Он вспомнил Лильку, свою первую жену. Она называла себя «Лилиана», и в титрах писали так же. Ей, смешной девчонке из белорусского села, казалось, что так шикарней. «Шикарно» вообще было ее самое любимое слово. Шикарный пиджак. Шикарные туфли. Шикарный мужчина. Шикарная жизнь. И ей хотелось всего этого «шикарного».

Красавица была. Тоненькая, как тростиночка. Волосы льняные, таких блондинок он больше не встречал. И глаза – утонуть и не выплыть. Отлично пела, танцевала. Все рассматривала фотографии западных звезд. Долго рассматривала, как под микроскопом. А потом спрашивала:

– Вот ты мне ответь! Чем я хуже этой или этой?

Он смеялся:

– Лилька, отстань!

А она злилась и, бледнея, поджимала губы:

– Нет, ты мне ответь!

Он раздражался, и начинался скандал. Господи, какая глупость – сравнивать себя с кем-то. Лорен – звезда мирового уровня. И муженек ее – продюсер. Тебе это понятно?! А Бардо – вообще запредельно. Где ты встретишь такое лицо? И не надо вспоминать ни про какие каноны, здесь их нет и не может быть. Потому что Бардо – это Бардо! И муж у нее – режиссер.

– И у меня, – тихо отвечала Лилька. – И у меня муж – режиссер.

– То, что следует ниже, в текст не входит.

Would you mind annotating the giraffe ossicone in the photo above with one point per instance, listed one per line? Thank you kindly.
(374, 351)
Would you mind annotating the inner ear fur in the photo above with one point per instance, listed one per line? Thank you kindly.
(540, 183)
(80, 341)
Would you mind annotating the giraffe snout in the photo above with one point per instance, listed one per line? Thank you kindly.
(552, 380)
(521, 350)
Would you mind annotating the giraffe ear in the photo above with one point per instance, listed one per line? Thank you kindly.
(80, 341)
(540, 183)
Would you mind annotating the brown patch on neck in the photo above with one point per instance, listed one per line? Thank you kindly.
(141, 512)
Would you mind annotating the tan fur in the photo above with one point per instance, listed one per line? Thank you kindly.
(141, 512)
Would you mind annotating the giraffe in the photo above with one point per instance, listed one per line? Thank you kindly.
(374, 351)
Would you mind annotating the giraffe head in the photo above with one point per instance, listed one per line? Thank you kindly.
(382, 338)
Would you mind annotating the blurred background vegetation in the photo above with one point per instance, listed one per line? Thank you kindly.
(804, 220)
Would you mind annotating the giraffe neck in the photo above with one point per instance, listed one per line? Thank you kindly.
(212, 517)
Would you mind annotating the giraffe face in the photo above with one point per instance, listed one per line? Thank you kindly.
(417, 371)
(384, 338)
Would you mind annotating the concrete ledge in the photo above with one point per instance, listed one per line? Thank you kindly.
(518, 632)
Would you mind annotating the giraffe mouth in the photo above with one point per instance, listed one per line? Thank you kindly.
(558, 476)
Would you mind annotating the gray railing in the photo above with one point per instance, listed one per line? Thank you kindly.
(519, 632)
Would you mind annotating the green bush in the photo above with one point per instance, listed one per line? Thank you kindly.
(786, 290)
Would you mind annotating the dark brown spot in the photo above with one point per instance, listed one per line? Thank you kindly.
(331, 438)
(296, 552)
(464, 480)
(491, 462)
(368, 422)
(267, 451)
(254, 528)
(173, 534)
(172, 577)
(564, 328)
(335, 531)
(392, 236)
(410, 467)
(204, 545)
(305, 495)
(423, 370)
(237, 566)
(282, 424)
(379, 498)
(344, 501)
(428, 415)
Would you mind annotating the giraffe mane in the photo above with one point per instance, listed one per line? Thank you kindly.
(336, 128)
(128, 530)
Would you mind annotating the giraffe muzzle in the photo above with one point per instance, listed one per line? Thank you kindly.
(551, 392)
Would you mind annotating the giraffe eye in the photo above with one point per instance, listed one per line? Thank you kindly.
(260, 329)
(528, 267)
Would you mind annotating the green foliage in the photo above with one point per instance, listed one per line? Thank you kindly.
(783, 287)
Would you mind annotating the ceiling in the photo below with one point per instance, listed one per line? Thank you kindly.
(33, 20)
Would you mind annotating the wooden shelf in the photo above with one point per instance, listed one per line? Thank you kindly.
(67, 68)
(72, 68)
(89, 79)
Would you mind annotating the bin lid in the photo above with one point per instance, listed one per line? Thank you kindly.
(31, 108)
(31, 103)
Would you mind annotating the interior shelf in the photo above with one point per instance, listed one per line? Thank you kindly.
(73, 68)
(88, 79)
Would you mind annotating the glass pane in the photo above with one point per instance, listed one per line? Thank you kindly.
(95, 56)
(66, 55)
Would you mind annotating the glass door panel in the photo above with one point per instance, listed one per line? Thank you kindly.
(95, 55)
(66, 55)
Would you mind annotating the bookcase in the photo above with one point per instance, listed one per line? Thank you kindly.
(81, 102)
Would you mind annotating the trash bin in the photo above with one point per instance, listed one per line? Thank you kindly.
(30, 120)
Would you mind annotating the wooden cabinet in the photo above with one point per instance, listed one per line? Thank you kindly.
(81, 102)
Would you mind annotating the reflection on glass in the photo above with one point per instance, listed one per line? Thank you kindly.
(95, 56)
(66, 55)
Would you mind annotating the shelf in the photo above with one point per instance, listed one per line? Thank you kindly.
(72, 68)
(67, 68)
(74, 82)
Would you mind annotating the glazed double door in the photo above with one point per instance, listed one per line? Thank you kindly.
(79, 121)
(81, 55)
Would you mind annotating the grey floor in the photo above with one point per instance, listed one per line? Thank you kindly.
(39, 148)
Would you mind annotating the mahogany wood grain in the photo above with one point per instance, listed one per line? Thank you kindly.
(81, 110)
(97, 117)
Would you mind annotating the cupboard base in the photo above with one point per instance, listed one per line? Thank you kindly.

Он бесился и хлопал дверью. Она мечтала о Каннском фестивале. О призах, лестнице в красном ковре. О длинном платье из блестящего шелка. О шепоте, несущемся вслед. О восхищении, почитании и всеобщих восторгах.

Но ничего не получалось. Снялась в одном неплохом фильме. О ней вроде заговорили. В одном журнале появилась статейка с фото на обложке. И все. Больше ни одного предложения. Он уговаривал ее родить ребенка и чуть подождать. Она пила таблетки «от нервов» и просто пила. Он боролся за нее как мог. Были и частные психиатры, и закрытая клиника. Держалась она месяца два – а потом все снова.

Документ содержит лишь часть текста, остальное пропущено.